Am 23. April 1945 befreiten die Truppen der I. Belorussischen Front der Sowjetarmee meinen Heimatort Hohen-Neuendorf im Norden Berlins. Die Truppen, zu denen die 1. Polnische Armee gehörte, schlossen den Ring um Berlin, um der Nazibarbarei ein Ende zu bereiten. Für meine Familie, besonders meinen Vater, war es ein hoffnungsvoller Tag. Mein Vater wurde 1933 von der Gestapo in unvorstellbarer Weise gefoltert und danach im Zuchthaus Brandenburg inhaftiert. Deshalb brachte die Befreiung für die gesamte Familie das Ende der Todesangst und neue Hoffnung und Glück.

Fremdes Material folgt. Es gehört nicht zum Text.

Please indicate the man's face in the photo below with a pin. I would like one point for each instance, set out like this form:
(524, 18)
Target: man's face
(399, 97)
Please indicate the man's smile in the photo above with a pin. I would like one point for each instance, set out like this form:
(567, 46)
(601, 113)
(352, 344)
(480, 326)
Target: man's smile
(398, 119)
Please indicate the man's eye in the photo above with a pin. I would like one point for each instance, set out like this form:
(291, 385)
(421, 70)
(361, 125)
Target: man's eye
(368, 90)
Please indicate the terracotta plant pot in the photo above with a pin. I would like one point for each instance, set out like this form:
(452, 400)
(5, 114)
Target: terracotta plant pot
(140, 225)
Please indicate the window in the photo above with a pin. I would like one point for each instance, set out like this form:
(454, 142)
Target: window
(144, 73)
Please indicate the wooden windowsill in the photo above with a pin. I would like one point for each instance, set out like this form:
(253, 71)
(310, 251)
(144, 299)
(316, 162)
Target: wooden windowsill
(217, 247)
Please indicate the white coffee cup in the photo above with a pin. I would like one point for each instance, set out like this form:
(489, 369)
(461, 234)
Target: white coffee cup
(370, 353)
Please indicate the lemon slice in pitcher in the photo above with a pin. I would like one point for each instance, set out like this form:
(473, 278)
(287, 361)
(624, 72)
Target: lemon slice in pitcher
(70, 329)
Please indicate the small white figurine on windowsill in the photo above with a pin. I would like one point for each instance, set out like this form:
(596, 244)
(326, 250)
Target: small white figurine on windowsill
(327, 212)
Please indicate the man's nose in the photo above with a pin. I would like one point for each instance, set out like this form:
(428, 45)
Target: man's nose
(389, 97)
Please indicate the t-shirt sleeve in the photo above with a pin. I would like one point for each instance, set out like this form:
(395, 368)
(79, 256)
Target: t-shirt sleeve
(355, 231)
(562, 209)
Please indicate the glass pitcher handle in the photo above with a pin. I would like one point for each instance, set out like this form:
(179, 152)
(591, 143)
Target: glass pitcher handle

Die Eltern beteiligten sich seit der Stunde Null aktiv am Wiederaufbau des demokratischen Lebens, sorgten für dringend benötigte Medikamente und Lebensmittel; sie schafften es, für die Kinder, besonders für die aus den vielen Flüchtlingsfamilien, Milch zu organisieren. Ausgehend von der Landeshauptstadt Potsdam organisierten Antifaschisten und Demokraten für die vielen Bedürftigen, Geflüchteten, für die aus den KZ Entlassenen Lebens und Sozialhilfe.

Die aktive soziale Interessenvertretung durch die Volkssolidarität war die motivierende Grundlage der dringenden Wohlfahrtshilfe. Von Sachsen ausgehend entstand Schritt für Schritt die „Volkssolidarität“ im Land Brandenburg und auch in meinem Heimatort. 1945 war es ein besonderes Anliegen der Volkssolidarität, die erste „Friedensweihnacht“ seit 1939 mitzugestalten. Die Menschen brauchten Ruhe, Besinnung und Geborgenheit nach dem Kriegsende. In Hohen-Neuendorf hat die Volkssolidarität für die Kinder eine Weihnachtsfeier gestaltet, mit einem Lichterbaum, ein wenig Zuckerware und kleinen, selbstgebastelten Geschenken. Ich war damals erst viereinhalb Jahre alt und doch erinnere ich mich an dieses Weihnachten bis heute – an den geschmückten Ratssaal, an Pfefferminzbruch und an Bausteine – aus Latten und Stuhlbeinen gesägt und mit Kopierstiftzeichnungen verziert. Es ist gut, zur Volkssolidarität und zu ihrem humanistischen Anliegen zu gehören.